Ghana’s central bank has revoked the electronic money licence of fintech firm Zeepay, saying the company repeatedly violated regulatory requirements and failed to comply with directives aimed at protecting customer funds, marking the latest setback for one of West Africa’s best-known payments companies.

Ghana's Central Bank Has Revoked Zeepay's Licence

The Bank of Ghana said on Tuesday it had withdrawn Zeepay Ghana Ltd’s Dedicated Electronic Money Issuer (DEMI) licence with immediate effect under the Payment Systems and Services Act, 2019, citing multiple regulatory breaches and the company’s persistent failure to comply with regulatory directives and the terms of its licence.

According to the central bank, Zeepay issued electronic money without maintaining the corresponding cash reserves required to back customer balances, creating what it described as a negative variance that exposed customers and the country’s payment system to financial risk.

The regulator said Zeepay also failed to comply with instructions to inject sufficient funds to fully back customers’ electronic money balances and ignored directives to wind down its electronic money issuance business.

The regulator said the continued operation of Zeepay under its DEMI licence poses a threat to the stability of the payment system.

The decision caps months of legal and financial challenges for the company, which was founded in 2014 and expanded into more than 20 African markets by offering cross-border remittance and mobile money services.

In April, Ghana’s Commercial Division of the High Court ordered Zeepay and its founder and Chief Executive Andrew Takyi-Appiah to jointly pay more than $11.6 million to a customer over unexecuted fund transfers.

The court also held Takyi-Appiah personally liable after finding that a substantial portion of the disputed funds had been deposited into his personal mobile money wallet rather than solely into corporate accounts, according to the ruling.

Zeepay has disputed media reports on the case, saying the judgment is under appeal.

The company had previously reported processing more than 10 million transactions worth over $3 billion in 2023 and last year secured an $18 million debt facility to support its expansion.

However, governance concerns have intensified in recent months.

In February, the company’s chief financial officer resigned, alleging “material weaknesses and abuse” in treasury operations in a letter copied to the Economic and Organised Crime Office and the Bank of Ghana, according to local media reports.

Audit firm Ernst & Young also withdrew from Zeepay’s 2024 audit, citing concerns over the quality and reliability of information provided, according to reports.

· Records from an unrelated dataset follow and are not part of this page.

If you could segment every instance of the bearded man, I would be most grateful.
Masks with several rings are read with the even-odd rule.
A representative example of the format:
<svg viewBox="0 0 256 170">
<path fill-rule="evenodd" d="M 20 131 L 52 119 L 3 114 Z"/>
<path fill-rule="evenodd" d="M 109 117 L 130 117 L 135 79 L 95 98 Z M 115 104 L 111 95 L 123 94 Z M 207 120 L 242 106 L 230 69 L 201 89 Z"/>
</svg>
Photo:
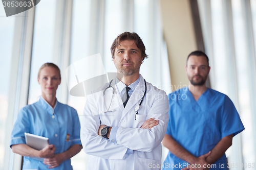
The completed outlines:
<svg viewBox="0 0 256 170">
<path fill-rule="evenodd" d="M 191 53 L 185 69 L 188 87 L 168 96 L 163 169 L 227 169 L 225 152 L 244 129 L 239 115 L 227 95 L 206 87 L 210 67 L 204 53 Z"/>
</svg>

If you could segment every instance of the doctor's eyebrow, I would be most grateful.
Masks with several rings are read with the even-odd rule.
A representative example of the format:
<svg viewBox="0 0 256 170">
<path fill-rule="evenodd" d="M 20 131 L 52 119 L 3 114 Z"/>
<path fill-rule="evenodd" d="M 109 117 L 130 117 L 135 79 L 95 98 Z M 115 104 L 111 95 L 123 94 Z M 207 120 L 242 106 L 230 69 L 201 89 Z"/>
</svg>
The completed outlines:
<svg viewBox="0 0 256 170">
<path fill-rule="evenodd" d="M 192 67 L 193 67 L 193 66 L 194 66 L 194 67 L 195 67 L 195 66 L 197 66 L 197 65 L 189 65 L 189 66 L 192 66 Z M 204 64 L 204 65 L 199 65 L 199 67 L 202 67 L 202 66 L 204 66 L 204 67 L 206 67 L 206 65 Z"/>
</svg>

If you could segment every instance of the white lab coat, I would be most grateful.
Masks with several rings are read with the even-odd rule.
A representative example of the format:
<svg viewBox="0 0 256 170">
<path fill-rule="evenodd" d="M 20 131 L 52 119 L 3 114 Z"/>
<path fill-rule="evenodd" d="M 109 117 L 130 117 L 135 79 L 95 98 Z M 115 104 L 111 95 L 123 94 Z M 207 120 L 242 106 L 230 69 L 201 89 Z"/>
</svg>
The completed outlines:
<svg viewBox="0 0 256 170">
<path fill-rule="evenodd" d="M 112 83 L 116 89 L 116 79 Z M 115 90 L 110 110 L 106 111 L 103 91 L 106 84 L 87 96 L 81 123 L 81 139 L 83 151 L 91 155 L 88 169 L 160 169 L 161 161 L 161 141 L 165 134 L 168 120 L 169 105 L 164 91 L 146 83 L 147 91 L 135 120 L 134 108 L 139 105 L 145 91 L 144 79 L 140 81 L 124 109 L 120 94 Z M 111 93 L 105 94 L 107 107 Z M 144 122 L 154 117 L 159 125 L 151 130 L 140 128 Z M 98 135 L 101 125 L 118 127 L 115 143 Z M 133 150 L 127 154 L 127 149 Z"/>
</svg>

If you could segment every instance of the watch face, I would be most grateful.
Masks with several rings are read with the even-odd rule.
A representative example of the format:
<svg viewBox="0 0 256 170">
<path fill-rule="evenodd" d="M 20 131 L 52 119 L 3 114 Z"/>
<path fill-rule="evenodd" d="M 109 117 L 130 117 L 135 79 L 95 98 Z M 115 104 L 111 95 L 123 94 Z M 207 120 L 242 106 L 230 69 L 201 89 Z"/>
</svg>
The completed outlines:
<svg viewBox="0 0 256 170">
<path fill-rule="evenodd" d="M 101 129 L 101 132 L 102 135 L 105 134 L 106 133 L 106 128 L 104 127 L 102 129 Z"/>
</svg>

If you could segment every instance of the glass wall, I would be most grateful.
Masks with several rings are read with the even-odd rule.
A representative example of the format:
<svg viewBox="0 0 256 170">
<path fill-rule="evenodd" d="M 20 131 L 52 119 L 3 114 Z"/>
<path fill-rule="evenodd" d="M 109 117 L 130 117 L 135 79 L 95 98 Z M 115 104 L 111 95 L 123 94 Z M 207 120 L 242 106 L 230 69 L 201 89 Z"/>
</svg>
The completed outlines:
<svg viewBox="0 0 256 170">
<path fill-rule="evenodd" d="M 233 138 L 227 154 L 230 163 L 243 163 L 244 166 L 230 169 L 254 168 L 251 166 L 256 160 L 256 1 L 215 0 L 210 4 L 198 2 L 203 31 L 212 35 L 211 39 L 204 35 L 206 53 L 213 53 L 210 65 L 213 63 L 215 66 L 215 76 L 210 78 L 215 81 L 211 83 L 216 90 L 231 99 L 245 128 Z M 209 10 L 206 10 L 208 7 Z M 209 26 L 211 27 L 207 28 Z"/>
<path fill-rule="evenodd" d="M 9 91 L 15 17 L 6 17 L 4 7 L 0 5 L 0 169 L 3 168 L 6 124 L 8 115 Z"/>
<path fill-rule="evenodd" d="M 39 68 L 53 60 L 56 9 L 56 1 L 44 0 L 35 6 L 28 104 L 36 102 L 41 95 L 37 82 Z"/>
</svg>

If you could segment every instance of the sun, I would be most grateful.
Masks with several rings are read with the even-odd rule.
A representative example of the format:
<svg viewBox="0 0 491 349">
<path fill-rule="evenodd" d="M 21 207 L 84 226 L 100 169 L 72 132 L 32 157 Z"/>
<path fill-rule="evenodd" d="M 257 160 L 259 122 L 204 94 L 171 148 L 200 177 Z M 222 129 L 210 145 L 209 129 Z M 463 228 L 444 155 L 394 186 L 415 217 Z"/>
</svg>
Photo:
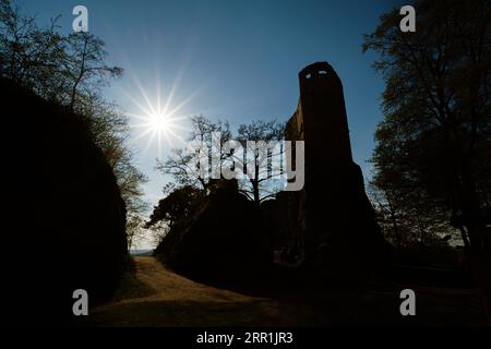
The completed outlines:
<svg viewBox="0 0 491 349">
<path fill-rule="evenodd" d="M 171 124 L 165 113 L 153 113 L 149 116 L 149 127 L 155 132 L 165 133 L 166 130 L 171 128 Z"/>
</svg>

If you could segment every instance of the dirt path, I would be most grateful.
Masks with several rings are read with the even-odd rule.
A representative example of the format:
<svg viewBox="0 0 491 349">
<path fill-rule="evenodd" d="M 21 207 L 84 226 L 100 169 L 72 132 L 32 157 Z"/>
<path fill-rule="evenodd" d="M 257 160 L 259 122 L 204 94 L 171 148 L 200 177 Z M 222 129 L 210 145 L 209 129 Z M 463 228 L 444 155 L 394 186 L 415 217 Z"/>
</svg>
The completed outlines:
<svg viewBox="0 0 491 349">
<path fill-rule="evenodd" d="M 115 299 L 91 312 L 96 326 L 294 326 L 295 314 L 267 298 L 199 284 L 167 270 L 154 257 L 134 257 Z M 290 314 L 294 311 L 295 314 Z M 308 312 L 308 310 L 306 310 Z"/>
<path fill-rule="evenodd" d="M 206 286 L 134 257 L 109 303 L 91 311 L 89 326 L 468 326 L 486 325 L 471 289 L 415 288 L 417 316 L 399 313 L 399 290 L 292 293 L 279 300 Z"/>
</svg>

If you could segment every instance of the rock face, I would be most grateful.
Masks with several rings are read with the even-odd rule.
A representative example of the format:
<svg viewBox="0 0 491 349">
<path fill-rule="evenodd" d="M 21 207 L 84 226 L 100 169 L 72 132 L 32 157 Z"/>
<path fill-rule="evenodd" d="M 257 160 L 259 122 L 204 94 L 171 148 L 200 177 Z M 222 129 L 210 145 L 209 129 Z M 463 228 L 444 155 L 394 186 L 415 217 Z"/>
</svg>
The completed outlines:
<svg viewBox="0 0 491 349">
<path fill-rule="evenodd" d="M 89 303 L 116 288 L 127 258 L 125 207 L 81 117 L 0 81 L 9 208 L 2 263 L 5 315 L 19 324 L 73 320 L 75 289 Z M 4 134 L 5 135 L 5 134 Z"/>
<path fill-rule="evenodd" d="M 283 236 L 309 268 L 357 278 L 383 263 L 385 242 L 352 161 L 343 85 L 326 62 L 304 68 L 299 83 L 286 139 L 304 141 L 306 183 L 277 197 L 280 216 L 289 220 Z"/>
<path fill-rule="evenodd" d="M 254 277 L 273 255 L 259 209 L 237 184 L 219 183 L 190 219 L 172 227 L 155 254 L 175 270 L 207 280 Z"/>
</svg>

Separately, creditor Obsidian Achernar Ltd has filed a petition seeking to wind up Zeepay over an alleged unpaid debt of $1.22 million. In Barbados, the central bank suspended the licence of Zeepay’s subsidiary Zeemoney, which subsequently applied for voluntary liquidation.

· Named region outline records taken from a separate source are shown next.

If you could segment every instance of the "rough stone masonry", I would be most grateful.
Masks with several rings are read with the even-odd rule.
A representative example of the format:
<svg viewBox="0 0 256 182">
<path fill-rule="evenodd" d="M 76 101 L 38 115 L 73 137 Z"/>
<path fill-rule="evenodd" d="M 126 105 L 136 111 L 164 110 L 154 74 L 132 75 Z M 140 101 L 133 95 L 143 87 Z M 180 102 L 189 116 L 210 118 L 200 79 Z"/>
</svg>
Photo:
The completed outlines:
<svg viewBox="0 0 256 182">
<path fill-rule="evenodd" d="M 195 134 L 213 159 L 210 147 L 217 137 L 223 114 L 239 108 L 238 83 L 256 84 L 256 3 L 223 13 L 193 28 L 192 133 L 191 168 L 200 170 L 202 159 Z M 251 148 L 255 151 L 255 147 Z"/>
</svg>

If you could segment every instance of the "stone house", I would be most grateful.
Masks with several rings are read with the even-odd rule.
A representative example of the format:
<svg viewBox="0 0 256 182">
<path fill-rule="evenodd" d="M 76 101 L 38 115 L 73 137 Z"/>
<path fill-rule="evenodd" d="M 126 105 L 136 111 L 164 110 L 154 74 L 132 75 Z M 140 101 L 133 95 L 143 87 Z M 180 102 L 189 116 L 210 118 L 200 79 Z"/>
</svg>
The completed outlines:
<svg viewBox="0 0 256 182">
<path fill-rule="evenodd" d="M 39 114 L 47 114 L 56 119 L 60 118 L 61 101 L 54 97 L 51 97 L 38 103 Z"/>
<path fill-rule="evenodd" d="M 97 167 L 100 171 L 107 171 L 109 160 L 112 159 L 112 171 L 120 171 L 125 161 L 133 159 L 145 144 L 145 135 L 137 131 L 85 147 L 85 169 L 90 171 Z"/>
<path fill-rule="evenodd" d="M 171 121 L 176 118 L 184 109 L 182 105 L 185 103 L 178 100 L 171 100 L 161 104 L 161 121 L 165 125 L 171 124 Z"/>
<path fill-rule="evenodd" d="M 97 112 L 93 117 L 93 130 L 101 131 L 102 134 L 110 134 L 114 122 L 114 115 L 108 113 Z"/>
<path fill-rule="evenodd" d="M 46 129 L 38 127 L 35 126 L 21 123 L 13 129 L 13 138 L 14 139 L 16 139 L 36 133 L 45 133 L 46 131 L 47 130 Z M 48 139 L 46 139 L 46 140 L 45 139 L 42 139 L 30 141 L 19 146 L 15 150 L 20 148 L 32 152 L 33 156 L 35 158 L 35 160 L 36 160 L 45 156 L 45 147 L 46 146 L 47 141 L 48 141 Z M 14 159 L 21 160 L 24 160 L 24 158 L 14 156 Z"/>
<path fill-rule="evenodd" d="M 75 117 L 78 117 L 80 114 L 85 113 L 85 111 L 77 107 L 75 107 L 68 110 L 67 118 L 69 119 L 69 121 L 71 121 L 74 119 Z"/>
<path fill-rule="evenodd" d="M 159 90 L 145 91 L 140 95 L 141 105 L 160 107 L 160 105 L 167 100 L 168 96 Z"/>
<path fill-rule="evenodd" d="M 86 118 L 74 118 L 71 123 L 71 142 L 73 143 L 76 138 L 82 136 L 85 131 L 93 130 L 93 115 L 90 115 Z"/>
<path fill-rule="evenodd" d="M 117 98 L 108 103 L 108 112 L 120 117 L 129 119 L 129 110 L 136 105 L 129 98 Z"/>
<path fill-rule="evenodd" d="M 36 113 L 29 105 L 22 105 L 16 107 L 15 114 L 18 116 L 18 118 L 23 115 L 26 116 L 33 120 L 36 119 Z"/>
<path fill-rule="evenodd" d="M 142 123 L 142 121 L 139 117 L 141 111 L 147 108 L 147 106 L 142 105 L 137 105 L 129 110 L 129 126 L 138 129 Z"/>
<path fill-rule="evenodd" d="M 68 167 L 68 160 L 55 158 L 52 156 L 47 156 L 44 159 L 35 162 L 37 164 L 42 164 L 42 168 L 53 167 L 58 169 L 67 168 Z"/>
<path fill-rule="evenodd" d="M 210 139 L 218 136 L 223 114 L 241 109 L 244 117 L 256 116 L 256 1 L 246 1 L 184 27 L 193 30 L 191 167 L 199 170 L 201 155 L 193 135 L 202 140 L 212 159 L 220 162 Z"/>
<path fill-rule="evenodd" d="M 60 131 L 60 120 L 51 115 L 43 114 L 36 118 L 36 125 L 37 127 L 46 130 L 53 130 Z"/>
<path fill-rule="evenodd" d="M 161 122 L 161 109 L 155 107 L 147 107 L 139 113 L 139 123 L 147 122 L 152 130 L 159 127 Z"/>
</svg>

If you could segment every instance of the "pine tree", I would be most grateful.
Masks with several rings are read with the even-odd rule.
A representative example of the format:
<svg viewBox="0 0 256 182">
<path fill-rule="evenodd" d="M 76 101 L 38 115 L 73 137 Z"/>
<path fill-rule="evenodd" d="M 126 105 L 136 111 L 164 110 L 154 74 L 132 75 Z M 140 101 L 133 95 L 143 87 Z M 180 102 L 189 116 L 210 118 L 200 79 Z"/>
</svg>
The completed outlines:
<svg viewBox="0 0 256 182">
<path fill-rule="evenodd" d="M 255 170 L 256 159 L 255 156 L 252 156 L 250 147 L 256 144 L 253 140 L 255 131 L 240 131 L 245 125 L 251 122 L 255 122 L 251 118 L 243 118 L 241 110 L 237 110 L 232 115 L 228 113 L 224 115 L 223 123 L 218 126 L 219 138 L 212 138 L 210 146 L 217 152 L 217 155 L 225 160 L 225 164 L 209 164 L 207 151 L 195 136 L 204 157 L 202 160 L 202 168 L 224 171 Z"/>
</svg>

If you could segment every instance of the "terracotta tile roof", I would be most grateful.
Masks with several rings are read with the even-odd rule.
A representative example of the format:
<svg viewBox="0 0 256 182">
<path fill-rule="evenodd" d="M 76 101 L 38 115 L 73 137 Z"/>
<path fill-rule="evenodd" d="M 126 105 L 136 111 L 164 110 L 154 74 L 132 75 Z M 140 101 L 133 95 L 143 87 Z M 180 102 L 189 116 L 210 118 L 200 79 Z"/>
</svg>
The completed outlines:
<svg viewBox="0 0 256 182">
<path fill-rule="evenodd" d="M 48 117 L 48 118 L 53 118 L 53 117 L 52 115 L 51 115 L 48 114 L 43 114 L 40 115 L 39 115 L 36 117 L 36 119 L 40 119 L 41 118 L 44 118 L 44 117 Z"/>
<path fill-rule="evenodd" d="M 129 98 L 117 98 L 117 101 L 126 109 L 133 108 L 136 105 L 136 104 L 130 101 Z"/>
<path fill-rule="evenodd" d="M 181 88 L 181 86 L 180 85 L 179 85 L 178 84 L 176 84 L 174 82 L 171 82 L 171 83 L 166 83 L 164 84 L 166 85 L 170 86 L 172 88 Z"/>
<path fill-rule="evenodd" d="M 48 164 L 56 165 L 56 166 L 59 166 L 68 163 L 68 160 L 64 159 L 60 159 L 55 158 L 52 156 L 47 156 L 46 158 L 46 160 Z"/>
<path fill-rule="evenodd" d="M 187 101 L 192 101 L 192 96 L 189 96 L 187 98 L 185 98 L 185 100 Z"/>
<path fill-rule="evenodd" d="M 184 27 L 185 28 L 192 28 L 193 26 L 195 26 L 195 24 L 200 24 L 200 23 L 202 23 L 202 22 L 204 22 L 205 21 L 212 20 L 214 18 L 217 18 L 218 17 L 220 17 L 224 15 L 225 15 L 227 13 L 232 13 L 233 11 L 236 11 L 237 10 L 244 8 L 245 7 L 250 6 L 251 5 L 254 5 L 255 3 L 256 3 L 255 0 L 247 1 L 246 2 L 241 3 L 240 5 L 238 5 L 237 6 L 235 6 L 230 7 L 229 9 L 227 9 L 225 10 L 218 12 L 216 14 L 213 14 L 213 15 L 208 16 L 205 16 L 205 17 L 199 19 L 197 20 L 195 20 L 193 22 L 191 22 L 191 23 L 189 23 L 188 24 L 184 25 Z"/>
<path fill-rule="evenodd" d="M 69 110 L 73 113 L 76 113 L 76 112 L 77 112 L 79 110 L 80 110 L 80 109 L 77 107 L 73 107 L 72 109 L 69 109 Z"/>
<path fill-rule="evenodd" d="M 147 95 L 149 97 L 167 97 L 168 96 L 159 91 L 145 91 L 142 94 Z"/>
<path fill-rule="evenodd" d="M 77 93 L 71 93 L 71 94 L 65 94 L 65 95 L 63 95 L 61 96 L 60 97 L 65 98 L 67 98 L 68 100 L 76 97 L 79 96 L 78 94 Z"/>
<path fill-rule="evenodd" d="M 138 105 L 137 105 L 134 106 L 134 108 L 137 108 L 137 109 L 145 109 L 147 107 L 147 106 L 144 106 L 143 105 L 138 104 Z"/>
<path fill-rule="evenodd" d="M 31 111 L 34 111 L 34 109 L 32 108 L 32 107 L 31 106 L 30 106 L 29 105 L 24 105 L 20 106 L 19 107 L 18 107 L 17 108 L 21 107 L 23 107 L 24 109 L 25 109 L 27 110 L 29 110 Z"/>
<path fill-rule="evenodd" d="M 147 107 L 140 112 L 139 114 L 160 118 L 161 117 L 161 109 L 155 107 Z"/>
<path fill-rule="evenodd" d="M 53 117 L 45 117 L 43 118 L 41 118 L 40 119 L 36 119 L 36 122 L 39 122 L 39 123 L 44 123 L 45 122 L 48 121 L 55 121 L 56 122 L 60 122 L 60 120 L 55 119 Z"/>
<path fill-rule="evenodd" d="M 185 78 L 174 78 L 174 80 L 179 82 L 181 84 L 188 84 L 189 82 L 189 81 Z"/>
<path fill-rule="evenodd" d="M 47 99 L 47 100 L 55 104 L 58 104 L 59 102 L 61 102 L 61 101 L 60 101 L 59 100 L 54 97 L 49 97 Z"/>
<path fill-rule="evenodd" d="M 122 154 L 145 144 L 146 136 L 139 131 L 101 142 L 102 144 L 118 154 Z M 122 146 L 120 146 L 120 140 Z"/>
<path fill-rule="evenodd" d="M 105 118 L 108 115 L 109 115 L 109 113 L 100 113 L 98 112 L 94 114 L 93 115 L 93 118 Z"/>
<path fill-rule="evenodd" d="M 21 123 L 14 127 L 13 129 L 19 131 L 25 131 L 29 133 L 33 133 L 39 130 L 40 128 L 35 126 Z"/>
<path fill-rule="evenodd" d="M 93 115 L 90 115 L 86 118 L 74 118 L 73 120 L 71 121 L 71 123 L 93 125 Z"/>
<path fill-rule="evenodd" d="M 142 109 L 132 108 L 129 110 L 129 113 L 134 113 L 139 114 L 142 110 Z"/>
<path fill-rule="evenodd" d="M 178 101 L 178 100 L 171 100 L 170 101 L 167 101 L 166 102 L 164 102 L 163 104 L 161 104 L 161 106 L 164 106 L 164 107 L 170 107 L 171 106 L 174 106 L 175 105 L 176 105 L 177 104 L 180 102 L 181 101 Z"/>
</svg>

The Bank of Ghana had also fined Zeepay and suspended its foreign exchange licence in 2023 over separate regulatory breaches.

The central bank advised Zeepay wallet holders, including agents and merchants, to contact the company for assistance. Under Ghana’s Payment Systems and Services Act, a payment service provider whose licence has been revoked must arrange to repay customers’ electronic money balances within 10 days.

The Digital Chamber, an industry association representing licensed payment service providers, said the action concerned a single institution and should not be interpreted as reflecting the broader health of Ghana’s digital financial services sector.